The document type declarations have nothing to do with security or HTTP vs HTTPS. They are just indicators of the HTML version abd intended HTML standards for the browser rendering engine to use for page layout to conform with what the page author had in mind.
Yes, My eBay menu links are insecure HTTP links - eBay hasn't gotten around to fixing that yet.
In Firefox, you could use some thing like the Redirector addon to create a redirection rule(s) to change the HTTP links to HTTPS links when a page loads, and there are other things like HTTPS Everywhere for Firefox, Firefox/Android, Chrome, and Opera and probably others. No idea if anything similar can be done with IE 11 (but don't think so).
I don't worry about it. I doubt hackers are mounting man in the middle attacks on my internet connection to obtain my eBay login password.
Assuming there were any drive-by or XSS type attacks that could somehow leverage the HTTP situation, that can be mitigated by running an adblocker to stop potential malicious content from unvetted ad networks (and annoying ads in general), using that browser instance for only eBay. PayPal, and other controlled website visitations, and using another browser or browser instance for other business (cat videos, and visiting less safe corners of the internet)
(But now that you pointed it out, and got me thinking about it, I'll probably go ahead and fix it up here with Redirector)

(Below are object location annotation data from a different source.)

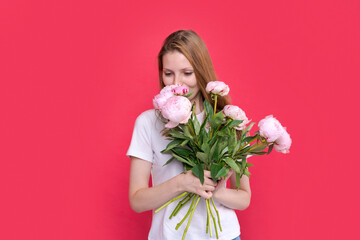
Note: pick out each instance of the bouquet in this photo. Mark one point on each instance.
(215, 144)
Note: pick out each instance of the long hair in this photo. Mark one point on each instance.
(194, 49)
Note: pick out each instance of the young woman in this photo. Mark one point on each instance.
(184, 60)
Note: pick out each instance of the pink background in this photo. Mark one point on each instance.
(76, 74)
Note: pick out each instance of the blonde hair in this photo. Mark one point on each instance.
(194, 49)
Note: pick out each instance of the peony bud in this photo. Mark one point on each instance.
(180, 90)
(218, 88)
(283, 143)
(165, 93)
(177, 109)
(236, 113)
(270, 128)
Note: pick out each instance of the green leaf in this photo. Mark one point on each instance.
(183, 160)
(270, 148)
(177, 135)
(237, 180)
(232, 164)
(212, 151)
(202, 156)
(198, 171)
(208, 109)
(184, 142)
(169, 161)
(182, 151)
(247, 173)
(249, 165)
(234, 123)
(232, 142)
(196, 125)
(247, 129)
(258, 147)
(205, 147)
(214, 169)
(236, 148)
(224, 151)
(172, 144)
(187, 132)
(222, 173)
(216, 120)
(250, 138)
(202, 128)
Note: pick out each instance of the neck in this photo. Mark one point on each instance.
(199, 105)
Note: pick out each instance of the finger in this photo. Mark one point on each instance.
(209, 188)
(207, 173)
(205, 194)
(209, 181)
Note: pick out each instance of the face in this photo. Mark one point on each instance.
(178, 70)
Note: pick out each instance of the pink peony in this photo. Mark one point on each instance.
(218, 88)
(180, 90)
(236, 113)
(177, 109)
(165, 93)
(270, 128)
(283, 143)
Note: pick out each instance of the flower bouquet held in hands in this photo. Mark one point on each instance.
(214, 144)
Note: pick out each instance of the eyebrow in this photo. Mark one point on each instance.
(188, 68)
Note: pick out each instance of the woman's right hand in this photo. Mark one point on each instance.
(190, 183)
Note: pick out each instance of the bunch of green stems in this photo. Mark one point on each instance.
(194, 198)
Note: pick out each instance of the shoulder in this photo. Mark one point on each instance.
(147, 116)
(150, 118)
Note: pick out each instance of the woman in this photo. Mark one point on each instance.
(184, 60)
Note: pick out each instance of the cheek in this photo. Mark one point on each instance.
(167, 81)
(191, 82)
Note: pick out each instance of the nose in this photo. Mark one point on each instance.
(177, 80)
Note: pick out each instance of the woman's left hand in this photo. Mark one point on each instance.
(221, 184)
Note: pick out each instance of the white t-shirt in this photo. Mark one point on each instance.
(147, 143)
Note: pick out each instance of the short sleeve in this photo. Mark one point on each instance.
(140, 145)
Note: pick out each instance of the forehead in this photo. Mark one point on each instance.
(175, 60)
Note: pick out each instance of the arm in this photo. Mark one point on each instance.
(143, 198)
(231, 197)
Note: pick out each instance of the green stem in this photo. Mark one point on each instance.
(208, 213)
(215, 104)
(217, 213)
(245, 146)
(182, 203)
(172, 200)
(207, 217)
(187, 214)
(192, 213)
(212, 216)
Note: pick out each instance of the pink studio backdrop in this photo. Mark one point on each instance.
(76, 74)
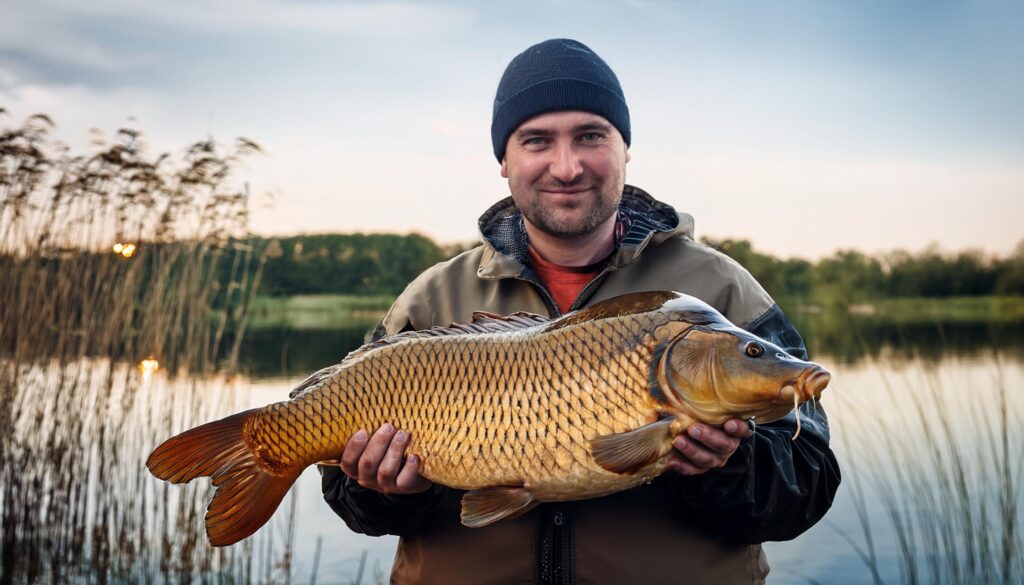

My main eBay Firefox browser only visits eBay, PayPal, USPS.com, FedEx.com, UPS.com, and Craigslist, is sandboxed, has no plugins (like Flash), is tightly locked down using Noscript, cookie managers, Adblock Plus, a proxy, and 50000 blocked domains in a Windows HOSTS file . That means it doesn't go anywhere there could be ick, and if somehow it runs into something nefarious on one of the trusted sites, the nefarious content can't run any scripts, leave cookies, etc (unless the website - such as eBay - is totally pwned by the attackers and then it's over anyway). Approach pretty much neuters anything I haven't manually whitelisted.